Leandro Gomes de Barros

Se eu conversasse com Deus
Iria lhe perguntar:
Por que é que sofremos tanto
Quando se chega pra cá?
Perguntaria também
Como é que ele é feito
Que não dorme, que não come
E assim vive satisfeito.
Por que é que ele não fez
A gente do mesmo jeito?

Por que existem uns felizes
E outros que sofrem tanto?
Nascemos do mesmo jeito,
Vivemos no mesmo canto.
Quem foi temperar o choro
E acabou salgando o pranto?

Sobre o autor:
Leandro Gomes de Barros

Leandro Gomes de Barros, paraibano nascido em 19/11/1865, na Fazenda da Melancia, no Município de Pombal, é considerado o rei dos poetas populares do seu tempo. Foi educado pela família do Padre Vicente Xavier de Farias, (1823-1907), proprietários da fazenda, e dos quais era sobrinho por parte de mãe. Em companhia da família "adotiva" mudou-se para a Vila do Teixeira, que se tornaria o berço da Literatura Popular nordestina, onde permaneceu até os 15 anos de idade tendo conhecido vários cantadores e poetas ilustres.

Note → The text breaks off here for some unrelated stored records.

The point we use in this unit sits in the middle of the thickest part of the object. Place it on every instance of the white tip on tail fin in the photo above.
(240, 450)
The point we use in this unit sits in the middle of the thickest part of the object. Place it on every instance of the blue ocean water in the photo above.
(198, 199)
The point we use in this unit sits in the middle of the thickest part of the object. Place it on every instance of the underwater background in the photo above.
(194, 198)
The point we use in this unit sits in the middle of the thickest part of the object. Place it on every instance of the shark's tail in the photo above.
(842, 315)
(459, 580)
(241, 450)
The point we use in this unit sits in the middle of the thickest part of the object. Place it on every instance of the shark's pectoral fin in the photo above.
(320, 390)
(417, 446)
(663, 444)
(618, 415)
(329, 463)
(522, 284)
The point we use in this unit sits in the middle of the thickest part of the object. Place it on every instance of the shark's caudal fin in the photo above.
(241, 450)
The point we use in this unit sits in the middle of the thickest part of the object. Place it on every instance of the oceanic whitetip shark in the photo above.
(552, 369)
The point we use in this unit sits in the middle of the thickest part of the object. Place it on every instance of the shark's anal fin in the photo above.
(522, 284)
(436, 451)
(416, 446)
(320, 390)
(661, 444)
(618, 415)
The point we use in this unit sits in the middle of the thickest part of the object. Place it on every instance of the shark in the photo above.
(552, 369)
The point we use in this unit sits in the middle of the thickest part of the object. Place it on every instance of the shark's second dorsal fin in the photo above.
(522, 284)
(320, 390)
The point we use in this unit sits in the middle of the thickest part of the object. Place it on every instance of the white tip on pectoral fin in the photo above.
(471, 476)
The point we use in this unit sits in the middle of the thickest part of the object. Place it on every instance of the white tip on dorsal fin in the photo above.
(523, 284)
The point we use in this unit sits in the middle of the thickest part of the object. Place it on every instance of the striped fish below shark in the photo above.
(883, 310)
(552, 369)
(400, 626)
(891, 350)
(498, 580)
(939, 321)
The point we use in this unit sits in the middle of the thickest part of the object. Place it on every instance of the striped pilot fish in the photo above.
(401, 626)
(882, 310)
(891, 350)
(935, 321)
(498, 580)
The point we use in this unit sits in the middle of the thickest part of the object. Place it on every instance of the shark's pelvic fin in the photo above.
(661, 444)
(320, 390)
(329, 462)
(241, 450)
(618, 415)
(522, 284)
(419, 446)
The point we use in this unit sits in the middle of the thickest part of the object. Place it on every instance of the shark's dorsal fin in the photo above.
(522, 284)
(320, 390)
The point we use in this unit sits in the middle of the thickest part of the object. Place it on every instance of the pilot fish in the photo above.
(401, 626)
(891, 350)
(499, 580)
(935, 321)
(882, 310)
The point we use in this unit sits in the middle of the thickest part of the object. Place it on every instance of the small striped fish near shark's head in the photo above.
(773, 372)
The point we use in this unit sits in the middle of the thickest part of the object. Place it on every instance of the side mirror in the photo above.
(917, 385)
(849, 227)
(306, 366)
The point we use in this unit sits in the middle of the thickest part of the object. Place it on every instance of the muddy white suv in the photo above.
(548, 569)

Do Teixeira vai para Pernambuco e fixa residência primeiramente em Jaboatão, onde morou até 1906, depois em Vitória de Santo Antão e a partir de 1907 no Recife onde viveu de aluguel em vários endereços, imprimindo a maior parte de sua obra poética no próprio prelo ou em diversas tipografias. Vale a pena transcrever o aviso no final de um poema, A Cura da Quebradeira, que demonstra suas constantes mudanças e o grande tino comercial:
"Leandro Gomes de Barros, avisa que está morando em Areias, Recife, e que remetterá pelo correio todos os folhetos de suas produções que lhe sejam pedidos”.

Sua atividade poética o obriga a viajar bastante por aqueles sertões para divulgar e vender seus poemas e tal fato é comentado por seus contemporâneos, João Martins de Ataíde e Francisco das Chagas Baptista:

"Voltando João Athayde
De Vitoria a Jaboatão
Quando chegou em Tapéra
Que saltou na estação
Encontrou Leandro Gomes
Entraram em conversação"

"Estava em Lagoa dos Carros,
O grande Chagas Batista,
Quando trouxeram-lhe à vista
Leandro Gomes de Barros,
que para comprar cigarros
tinha descido do trem (...)"

Foi um dos poucos poetas populares a viver unicamente de suas histórias rimadas, que foram centenas. Leandro versejou sobre todos os temas, sempre com muito senso de humor.

Suassuna recitou este poema que vocÊ citou Messias.